Two-phase flow boiling of R245fa, R236fa, and R1234ze(E) in 100 × 100 μm2 parallel microchannels for cooling of future 3D-ICs has been investigated. Significant flow instabilities, back flow, and non-uniform flow distribution among the channels were observed in the micro-evaporator without any inlet restrictions (micro-orifices). Therefore, to prevent such problems, rectangular restrictions were placed at the inlet of each channel and the two-phase flow flashed by the micro-orifices was identified as the most optimal operating condition. In the present study, a novel in-situ pixel-by-pixel technique was developed to calibrate the raw infra-red images, thus converting them into two-dimensional temperature fields of 10’000 pixels over the test section surface operating at 60 Hz. Tests showed that the base heat flux of 48.6 W cm−2 could be dissipated whilst keeping the micro-evaporator’s temperature below 85 °C.

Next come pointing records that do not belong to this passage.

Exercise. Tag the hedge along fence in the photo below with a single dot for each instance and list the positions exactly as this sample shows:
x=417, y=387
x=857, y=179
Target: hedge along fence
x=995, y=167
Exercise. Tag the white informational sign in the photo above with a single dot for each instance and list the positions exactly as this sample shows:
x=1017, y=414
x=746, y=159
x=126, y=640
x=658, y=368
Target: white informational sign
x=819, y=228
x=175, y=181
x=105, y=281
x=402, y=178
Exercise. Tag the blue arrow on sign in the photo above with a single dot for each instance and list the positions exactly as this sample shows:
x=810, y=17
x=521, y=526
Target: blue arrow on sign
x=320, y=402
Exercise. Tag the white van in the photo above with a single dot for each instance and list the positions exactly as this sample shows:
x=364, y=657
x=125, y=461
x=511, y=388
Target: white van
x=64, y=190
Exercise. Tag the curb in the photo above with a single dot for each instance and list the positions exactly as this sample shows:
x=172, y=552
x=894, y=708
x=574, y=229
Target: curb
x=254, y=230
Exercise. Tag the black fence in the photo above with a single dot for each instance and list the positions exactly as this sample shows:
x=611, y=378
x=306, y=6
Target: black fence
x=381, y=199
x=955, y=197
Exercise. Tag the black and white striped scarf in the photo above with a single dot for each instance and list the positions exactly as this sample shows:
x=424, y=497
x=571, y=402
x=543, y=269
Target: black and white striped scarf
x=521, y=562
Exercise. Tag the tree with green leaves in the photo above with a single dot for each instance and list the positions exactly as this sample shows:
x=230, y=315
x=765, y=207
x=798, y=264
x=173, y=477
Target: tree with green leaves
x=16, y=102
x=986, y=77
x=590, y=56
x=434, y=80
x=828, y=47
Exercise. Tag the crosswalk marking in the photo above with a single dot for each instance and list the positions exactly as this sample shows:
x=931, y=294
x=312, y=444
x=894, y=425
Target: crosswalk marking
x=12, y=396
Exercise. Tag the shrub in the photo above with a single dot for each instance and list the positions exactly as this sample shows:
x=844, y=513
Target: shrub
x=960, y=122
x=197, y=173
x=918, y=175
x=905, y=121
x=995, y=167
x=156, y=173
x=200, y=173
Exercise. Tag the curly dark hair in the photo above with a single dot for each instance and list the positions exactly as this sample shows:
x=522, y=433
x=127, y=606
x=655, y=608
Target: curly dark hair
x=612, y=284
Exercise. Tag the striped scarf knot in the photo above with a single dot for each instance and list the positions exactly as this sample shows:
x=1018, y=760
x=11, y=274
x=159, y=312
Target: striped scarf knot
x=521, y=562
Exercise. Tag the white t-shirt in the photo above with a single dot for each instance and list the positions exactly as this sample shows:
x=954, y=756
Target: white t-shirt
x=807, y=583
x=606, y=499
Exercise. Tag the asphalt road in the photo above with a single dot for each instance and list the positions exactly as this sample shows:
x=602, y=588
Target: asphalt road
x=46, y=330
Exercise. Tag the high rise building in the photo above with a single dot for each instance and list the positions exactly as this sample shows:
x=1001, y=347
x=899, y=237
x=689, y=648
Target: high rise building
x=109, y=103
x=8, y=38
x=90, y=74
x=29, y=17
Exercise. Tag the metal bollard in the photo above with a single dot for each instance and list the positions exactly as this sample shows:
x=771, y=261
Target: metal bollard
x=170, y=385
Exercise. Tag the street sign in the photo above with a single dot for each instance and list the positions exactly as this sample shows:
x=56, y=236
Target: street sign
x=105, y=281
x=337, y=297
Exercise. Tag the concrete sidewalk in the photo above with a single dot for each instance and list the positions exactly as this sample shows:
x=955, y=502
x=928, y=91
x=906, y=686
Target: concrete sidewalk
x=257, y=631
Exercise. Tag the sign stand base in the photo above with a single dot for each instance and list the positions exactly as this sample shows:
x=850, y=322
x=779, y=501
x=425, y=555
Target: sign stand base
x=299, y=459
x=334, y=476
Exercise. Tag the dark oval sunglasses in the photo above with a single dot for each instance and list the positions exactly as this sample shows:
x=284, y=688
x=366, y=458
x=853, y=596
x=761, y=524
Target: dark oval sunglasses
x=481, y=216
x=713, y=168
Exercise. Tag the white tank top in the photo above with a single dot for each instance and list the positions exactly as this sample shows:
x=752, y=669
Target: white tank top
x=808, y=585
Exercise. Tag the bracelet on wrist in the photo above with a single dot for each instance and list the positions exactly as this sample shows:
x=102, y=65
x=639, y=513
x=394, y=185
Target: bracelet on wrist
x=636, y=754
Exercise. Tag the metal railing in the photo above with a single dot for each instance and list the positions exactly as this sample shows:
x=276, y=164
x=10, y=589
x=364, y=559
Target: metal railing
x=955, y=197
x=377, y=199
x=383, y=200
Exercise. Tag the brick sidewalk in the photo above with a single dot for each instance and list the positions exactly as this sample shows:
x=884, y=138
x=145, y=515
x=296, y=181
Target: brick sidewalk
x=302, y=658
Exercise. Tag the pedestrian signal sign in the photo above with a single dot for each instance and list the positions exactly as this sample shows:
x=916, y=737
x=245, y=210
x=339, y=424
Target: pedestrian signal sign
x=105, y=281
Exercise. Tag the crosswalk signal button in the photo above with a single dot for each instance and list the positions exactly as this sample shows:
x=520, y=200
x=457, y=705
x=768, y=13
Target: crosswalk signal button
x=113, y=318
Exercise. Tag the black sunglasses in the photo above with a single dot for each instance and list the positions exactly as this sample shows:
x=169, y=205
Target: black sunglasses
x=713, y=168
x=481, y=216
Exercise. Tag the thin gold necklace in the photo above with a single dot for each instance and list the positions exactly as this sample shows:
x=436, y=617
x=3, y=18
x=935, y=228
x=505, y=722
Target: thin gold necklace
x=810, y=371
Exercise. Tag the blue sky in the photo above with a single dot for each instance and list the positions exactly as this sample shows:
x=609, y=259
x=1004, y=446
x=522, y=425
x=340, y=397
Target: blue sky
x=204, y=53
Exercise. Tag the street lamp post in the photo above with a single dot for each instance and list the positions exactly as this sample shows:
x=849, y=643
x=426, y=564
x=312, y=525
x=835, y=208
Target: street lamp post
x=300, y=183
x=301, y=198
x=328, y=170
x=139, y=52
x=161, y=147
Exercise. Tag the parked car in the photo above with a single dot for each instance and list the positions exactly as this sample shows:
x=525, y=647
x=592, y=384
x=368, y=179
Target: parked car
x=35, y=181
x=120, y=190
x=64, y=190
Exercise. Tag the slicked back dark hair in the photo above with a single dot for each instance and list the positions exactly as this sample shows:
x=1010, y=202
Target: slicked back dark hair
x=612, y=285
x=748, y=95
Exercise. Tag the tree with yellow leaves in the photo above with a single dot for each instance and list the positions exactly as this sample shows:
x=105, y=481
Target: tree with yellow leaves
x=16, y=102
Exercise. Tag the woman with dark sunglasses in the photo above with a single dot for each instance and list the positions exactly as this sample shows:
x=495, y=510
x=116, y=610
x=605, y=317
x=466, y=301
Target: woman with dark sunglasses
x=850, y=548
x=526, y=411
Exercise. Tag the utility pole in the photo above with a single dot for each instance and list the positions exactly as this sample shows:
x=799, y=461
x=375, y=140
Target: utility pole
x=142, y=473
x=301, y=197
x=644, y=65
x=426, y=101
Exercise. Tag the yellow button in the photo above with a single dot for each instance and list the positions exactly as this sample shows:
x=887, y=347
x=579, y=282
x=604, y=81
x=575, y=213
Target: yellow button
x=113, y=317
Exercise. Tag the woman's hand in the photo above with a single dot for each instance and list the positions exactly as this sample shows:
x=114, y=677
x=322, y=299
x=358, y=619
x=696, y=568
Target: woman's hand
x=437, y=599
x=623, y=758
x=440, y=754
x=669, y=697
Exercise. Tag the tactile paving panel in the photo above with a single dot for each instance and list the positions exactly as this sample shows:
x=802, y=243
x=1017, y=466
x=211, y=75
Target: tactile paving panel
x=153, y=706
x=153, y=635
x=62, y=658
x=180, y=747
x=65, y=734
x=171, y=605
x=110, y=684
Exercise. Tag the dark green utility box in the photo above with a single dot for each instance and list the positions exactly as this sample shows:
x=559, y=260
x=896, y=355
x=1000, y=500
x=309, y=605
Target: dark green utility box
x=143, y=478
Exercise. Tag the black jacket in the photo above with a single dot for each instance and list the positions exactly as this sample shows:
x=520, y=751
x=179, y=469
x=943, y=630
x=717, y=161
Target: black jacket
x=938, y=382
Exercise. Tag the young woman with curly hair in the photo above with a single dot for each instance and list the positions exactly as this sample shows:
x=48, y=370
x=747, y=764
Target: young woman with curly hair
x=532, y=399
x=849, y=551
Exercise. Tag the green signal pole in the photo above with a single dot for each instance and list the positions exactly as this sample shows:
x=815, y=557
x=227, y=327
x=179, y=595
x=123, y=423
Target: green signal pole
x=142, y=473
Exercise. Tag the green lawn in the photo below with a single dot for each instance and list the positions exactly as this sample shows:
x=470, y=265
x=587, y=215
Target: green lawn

► Inlet micro-orifices prevented flow instability, back flow, and flow maldistribution.
► Eight different operating regimes were distinguished.
► The flashing two-phase flow without back flow operating regime is preferred.
► New in-situ pixel by pixel calibration technique of an IR camera was developed.
► The given temperature limit of 85 °C for CPUs is respected.